Association between biologically effective dose and local control after stereotactic body radiotherapy for metastatic sarcoma

J Radiosurg SBRT. 2022;8(4):265-273.

Abstract

Introduction: Stereotactic body radiation therapy (SBRT) is increasingly utilized for patients with recurrent and metastatic sarcoma. SBRT affords the potential to overcome the relative radioresistance of sarcomas through delivery of a focused high biological effective dose (BED) as an alternative to invasive surgery. We report local control outcomes after metastatic sarcoma SBRT based on radiation dose and histology.

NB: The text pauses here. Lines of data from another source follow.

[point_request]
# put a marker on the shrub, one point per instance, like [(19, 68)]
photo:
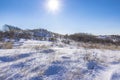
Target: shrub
[(7, 45)]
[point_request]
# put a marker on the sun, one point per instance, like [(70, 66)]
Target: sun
[(53, 5)]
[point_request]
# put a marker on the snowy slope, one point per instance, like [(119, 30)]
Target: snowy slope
[(41, 60)]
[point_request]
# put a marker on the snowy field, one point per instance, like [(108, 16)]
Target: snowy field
[(40, 60)]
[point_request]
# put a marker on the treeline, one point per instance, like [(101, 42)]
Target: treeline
[(89, 38)]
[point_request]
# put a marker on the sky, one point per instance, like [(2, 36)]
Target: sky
[(99, 17)]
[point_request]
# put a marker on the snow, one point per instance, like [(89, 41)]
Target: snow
[(44, 60)]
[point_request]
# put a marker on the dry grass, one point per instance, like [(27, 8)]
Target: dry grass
[(7, 45), (99, 46)]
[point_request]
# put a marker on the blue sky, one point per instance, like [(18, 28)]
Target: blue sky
[(88, 16)]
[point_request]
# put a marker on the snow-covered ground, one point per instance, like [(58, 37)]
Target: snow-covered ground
[(41, 60)]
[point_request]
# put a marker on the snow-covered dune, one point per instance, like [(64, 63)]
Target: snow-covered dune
[(40, 60)]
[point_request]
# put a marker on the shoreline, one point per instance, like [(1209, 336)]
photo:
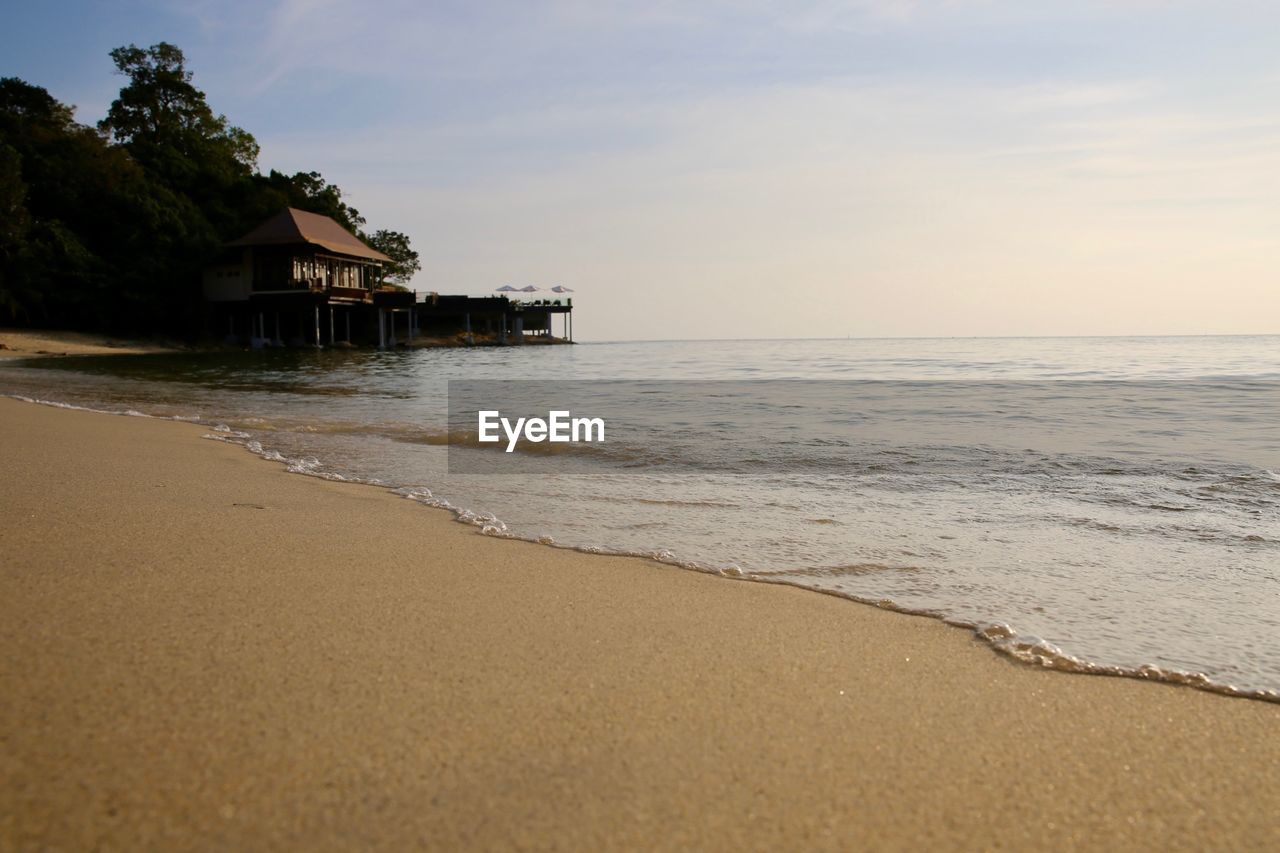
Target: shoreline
[(206, 651), (44, 343)]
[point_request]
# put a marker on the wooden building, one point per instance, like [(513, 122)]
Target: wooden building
[(301, 278)]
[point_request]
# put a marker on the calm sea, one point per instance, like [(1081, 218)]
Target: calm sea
[(1107, 505)]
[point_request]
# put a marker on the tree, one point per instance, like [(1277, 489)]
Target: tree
[(167, 122), (16, 300), (403, 261)]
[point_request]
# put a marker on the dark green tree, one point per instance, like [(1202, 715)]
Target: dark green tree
[(396, 246), (160, 113)]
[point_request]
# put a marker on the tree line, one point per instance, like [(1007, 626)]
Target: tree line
[(106, 228)]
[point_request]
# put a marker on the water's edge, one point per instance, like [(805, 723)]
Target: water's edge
[(1001, 638)]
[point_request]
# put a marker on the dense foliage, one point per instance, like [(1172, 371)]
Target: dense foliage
[(108, 228)]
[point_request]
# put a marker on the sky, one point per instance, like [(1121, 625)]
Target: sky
[(762, 168)]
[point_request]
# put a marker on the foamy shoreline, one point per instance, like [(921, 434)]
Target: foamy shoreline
[(202, 651)]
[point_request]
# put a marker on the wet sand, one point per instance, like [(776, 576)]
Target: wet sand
[(202, 651), (24, 343)]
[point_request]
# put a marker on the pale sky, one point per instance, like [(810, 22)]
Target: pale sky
[(762, 168)]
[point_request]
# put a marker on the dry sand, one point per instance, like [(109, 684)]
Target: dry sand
[(21, 343), (202, 651)]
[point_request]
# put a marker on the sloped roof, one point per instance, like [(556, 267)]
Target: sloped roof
[(292, 226)]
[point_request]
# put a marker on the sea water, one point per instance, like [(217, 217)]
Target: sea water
[(1102, 505)]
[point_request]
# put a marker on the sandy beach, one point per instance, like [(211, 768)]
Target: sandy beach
[(204, 651), (24, 343)]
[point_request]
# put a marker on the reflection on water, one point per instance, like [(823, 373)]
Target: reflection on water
[(1093, 502)]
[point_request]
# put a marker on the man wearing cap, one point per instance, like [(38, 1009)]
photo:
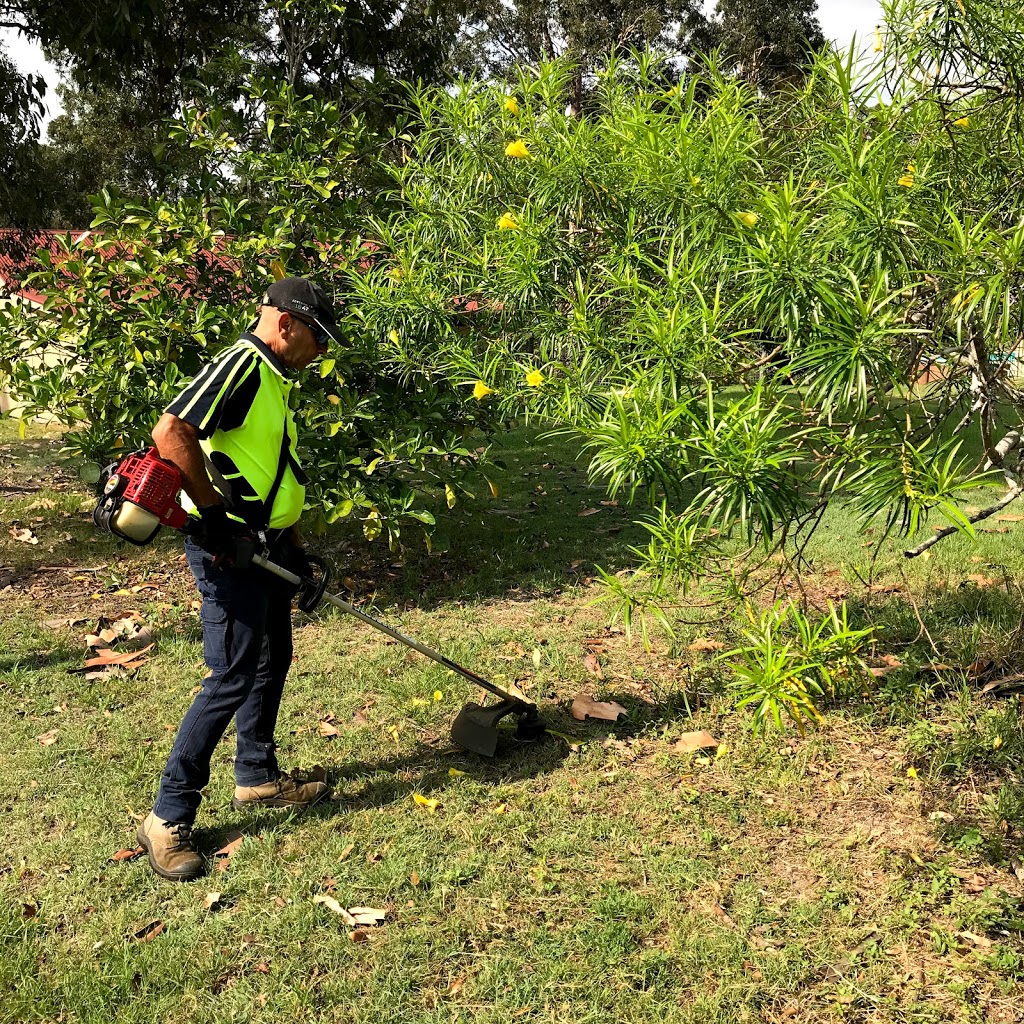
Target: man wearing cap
[(231, 434)]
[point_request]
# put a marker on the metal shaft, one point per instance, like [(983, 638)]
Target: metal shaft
[(350, 609)]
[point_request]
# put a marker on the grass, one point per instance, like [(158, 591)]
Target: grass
[(607, 878)]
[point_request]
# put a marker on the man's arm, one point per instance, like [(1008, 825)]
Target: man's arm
[(177, 441)]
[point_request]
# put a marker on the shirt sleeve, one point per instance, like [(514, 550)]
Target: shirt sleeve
[(204, 401)]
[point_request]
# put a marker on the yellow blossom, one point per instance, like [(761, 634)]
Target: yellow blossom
[(430, 803)]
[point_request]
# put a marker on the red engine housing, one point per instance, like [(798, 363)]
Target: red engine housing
[(153, 484), (140, 496)]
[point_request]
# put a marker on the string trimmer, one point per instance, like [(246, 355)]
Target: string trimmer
[(140, 496)]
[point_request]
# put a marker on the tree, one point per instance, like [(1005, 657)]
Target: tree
[(769, 42)]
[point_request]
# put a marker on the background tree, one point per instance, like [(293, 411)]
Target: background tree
[(768, 42)]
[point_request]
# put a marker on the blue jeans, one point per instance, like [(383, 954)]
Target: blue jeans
[(247, 645)]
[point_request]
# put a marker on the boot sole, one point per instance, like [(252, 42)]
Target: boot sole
[(169, 876), (276, 804)]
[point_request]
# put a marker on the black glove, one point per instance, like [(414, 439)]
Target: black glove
[(222, 538)]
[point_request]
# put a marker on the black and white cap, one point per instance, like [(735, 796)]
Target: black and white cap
[(296, 295)]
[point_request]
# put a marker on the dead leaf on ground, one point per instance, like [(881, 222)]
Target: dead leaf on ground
[(982, 581), (148, 932), (719, 911), (584, 708), (230, 847), (366, 916), (690, 741), (128, 854), (705, 643)]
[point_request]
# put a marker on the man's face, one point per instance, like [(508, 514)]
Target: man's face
[(304, 341)]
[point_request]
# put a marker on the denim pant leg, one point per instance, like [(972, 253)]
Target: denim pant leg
[(235, 608), (255, 762)]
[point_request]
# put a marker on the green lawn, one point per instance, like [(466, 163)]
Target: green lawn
[(598, 876)]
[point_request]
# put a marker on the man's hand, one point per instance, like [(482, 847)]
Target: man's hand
[(222, 538)]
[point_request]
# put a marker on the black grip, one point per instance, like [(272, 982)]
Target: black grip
[(311, 591)]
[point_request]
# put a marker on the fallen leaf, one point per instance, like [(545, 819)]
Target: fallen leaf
[(230, 847), (335, 907), (367, 915), (690, 741), (982, 581), (584, 707), (128, 854), (148, 932), (705, 643)]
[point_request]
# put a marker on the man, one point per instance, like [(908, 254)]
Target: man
[(231, 434)]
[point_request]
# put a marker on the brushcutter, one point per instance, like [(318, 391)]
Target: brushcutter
[(139, 496)]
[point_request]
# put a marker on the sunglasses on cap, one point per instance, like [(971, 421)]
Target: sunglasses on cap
[(321, 337)]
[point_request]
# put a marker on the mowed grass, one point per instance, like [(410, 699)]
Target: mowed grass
[(600, 875)]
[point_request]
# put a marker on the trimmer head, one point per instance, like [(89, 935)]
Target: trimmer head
[(475, 727)]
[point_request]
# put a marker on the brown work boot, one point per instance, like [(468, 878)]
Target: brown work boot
[(170, 848), (282, 792)]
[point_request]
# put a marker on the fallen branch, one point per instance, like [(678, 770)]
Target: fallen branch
[(983, 514)]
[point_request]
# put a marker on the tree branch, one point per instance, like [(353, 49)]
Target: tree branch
[(1011, 496)]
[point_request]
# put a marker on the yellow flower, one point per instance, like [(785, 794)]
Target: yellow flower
[(430, 804)]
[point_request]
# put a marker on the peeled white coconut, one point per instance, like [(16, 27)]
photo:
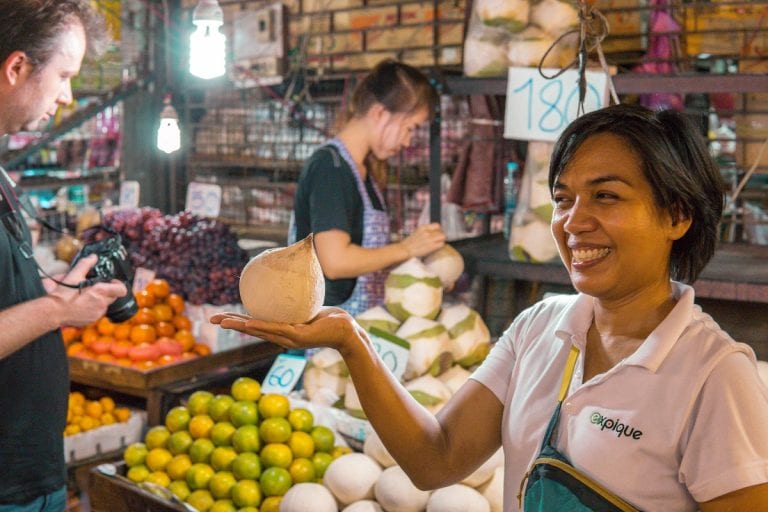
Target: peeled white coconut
[(429, 392), (363, 506), (326, 370), (396, 493), (532, 241), (457, 498), (454, 378), (484, 473), (308, 496), (430, 347), (493, 490), (484, 58), (378, 317), (447, 263), (470, 337), (511, 15), (351, 478), (555, 16), (762, 370), (284, 285), (413, 290), (374, 448), (351, 401), (315, 379)]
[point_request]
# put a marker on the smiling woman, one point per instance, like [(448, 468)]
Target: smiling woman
[(628, 380)]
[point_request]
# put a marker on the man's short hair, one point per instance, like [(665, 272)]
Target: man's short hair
[(33, 27)]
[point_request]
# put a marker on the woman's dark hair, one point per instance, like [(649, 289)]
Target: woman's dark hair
[(684, 177), (399, 87), (34, 26)]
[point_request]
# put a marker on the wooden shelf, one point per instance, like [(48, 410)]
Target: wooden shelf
[(735, 273)]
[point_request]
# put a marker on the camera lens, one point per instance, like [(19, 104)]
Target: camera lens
[(123, 308)]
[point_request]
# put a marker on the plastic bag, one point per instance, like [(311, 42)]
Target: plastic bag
[(530, 238)]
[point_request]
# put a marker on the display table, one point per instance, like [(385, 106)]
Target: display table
[(162, 385), (113, 494)]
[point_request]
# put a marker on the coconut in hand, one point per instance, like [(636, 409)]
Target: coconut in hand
[(284, 284)]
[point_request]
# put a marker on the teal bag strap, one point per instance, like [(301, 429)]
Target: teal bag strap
[(570, 364)]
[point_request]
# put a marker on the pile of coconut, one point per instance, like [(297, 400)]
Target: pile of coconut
[(446, 341), (372, 482)]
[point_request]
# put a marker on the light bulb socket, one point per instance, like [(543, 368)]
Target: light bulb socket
[(208, 10)]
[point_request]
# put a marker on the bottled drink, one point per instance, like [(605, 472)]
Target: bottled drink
[(510, 195)]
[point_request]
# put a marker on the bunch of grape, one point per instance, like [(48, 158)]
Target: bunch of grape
[(199, 257)]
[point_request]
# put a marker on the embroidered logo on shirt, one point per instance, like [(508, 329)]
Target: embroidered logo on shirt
[(615, 425)]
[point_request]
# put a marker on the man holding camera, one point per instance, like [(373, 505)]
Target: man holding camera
[(42, 44)]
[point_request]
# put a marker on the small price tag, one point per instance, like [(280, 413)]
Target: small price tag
[(284, 374), (141, 278), (204, 199), (391, 349), (129, 194), (539, 108)]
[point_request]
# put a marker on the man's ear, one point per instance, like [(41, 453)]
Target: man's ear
[(14, 67)]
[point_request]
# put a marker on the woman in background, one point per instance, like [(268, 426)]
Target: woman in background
[(340, 200)]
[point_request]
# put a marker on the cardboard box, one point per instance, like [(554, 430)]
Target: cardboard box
[(335, 43), (365, 18), (628, 25), (328, 5), (106, 439)]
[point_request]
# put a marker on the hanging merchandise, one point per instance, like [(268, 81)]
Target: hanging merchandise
[(530, 238), (207, 45), (477, 182), (664, 47)]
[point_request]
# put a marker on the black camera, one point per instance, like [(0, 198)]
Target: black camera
[(112, 264)]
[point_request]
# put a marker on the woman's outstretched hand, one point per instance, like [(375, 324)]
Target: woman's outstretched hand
[(332, 327)]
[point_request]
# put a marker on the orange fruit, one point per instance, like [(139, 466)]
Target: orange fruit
[(145, 299), (164, 328), (246, 388), (74, 348), (176, 302), (122, 331), (143, 333), (105, 326), (273, 405), (159, 288), (144, 316), (200, 426), (275, 481), (89, 335), (186, 339), (182, 323), (163, 312)]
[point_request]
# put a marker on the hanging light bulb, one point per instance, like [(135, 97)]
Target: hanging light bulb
[(169, 134), (207, 57)]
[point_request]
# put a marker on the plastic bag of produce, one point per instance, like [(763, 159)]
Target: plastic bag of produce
[(430, 347), (555, 17), (378, 317), (511, 15), (530, 238), (412, 289), (470, 338)]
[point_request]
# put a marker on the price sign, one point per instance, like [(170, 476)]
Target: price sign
[(284, 374), (392, 350), (204, 199), (539, 108), (129, 194), (141, 278)]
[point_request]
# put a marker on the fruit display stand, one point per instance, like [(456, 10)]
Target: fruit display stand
[(161, 386), (114, 494)]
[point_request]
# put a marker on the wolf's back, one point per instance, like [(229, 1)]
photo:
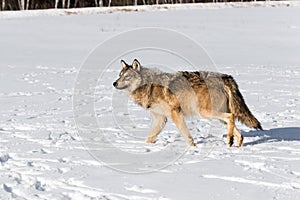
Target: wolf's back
[(237, 105)]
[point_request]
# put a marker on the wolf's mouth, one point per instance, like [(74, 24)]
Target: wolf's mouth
[(115, 84)]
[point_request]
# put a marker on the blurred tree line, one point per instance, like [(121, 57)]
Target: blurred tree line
[(46, 4)]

Methods: From our IRB-approved single-institution registry, all patients treated with SBRT for metastatic sarcoma between 2014 and 2020 were identified. Kaplan-Meier analysis was used to estimate local control and overall survival at 1 and 2 years. A receiver operating characteristic (ROC) curve was generated to determine optimal BED using an α/β ratio of 3. Local control was compared by SBRT dose using the BED cut point and evaluated by histology.

Results: Forty-two patients with a total of 138 lesions met inclusion criteria. Median imaging follow up was 7.73 months (range 0.5-35.0). Patients were heavily pre-treated with systemic therapy. Median SBRT prescription was 116.70 Gy BED (range 66.70-419.30). Desmoplastic small round cell tumor, Ewing sarcoma, rhabdomyosarcoma, and small round blue cell sarcomas were classified as radiosensitive (n = 63), and all other histologies were classified as radioresistant (n = 75). Local control for all lesions was 66.7% (95% CI, 56.6-78.5) at 1 year and 50.2% (95% CI, 38.2-66.1) at 2 years. Stratifying by histology, 1- and 2-year local control rates were 65.3% and 55.0%, respectively, for radiosensitive, and 68.6% and 44.5%, respectively, for radioresistant histologies (p = 0.49). The ROC cut point for BED was 95 Gy. Local control rates at 1- and 2-years were 75% and 61.6%, respectively, for lesions receiving >95 Gy BED, and 46.2% and 0%, respectively, for lesions receiving <95 Gy BED (p = 0.01). On subgroup analysis, local control by BED > 95 Gy was significant for radiosensitive histologies (p = 0.013), and trended toward significance for radioresistant histologies (p = 0.25).

Conclusion: There is a significant local control benefit for sarcoma SBRT when a BED > 95 Gy is used. Further investigation into the dose-response relationship is warranted to maximize the therapeutic index.

Keywords: SBRT; Sarcoma; biological effective dose; dose; local control.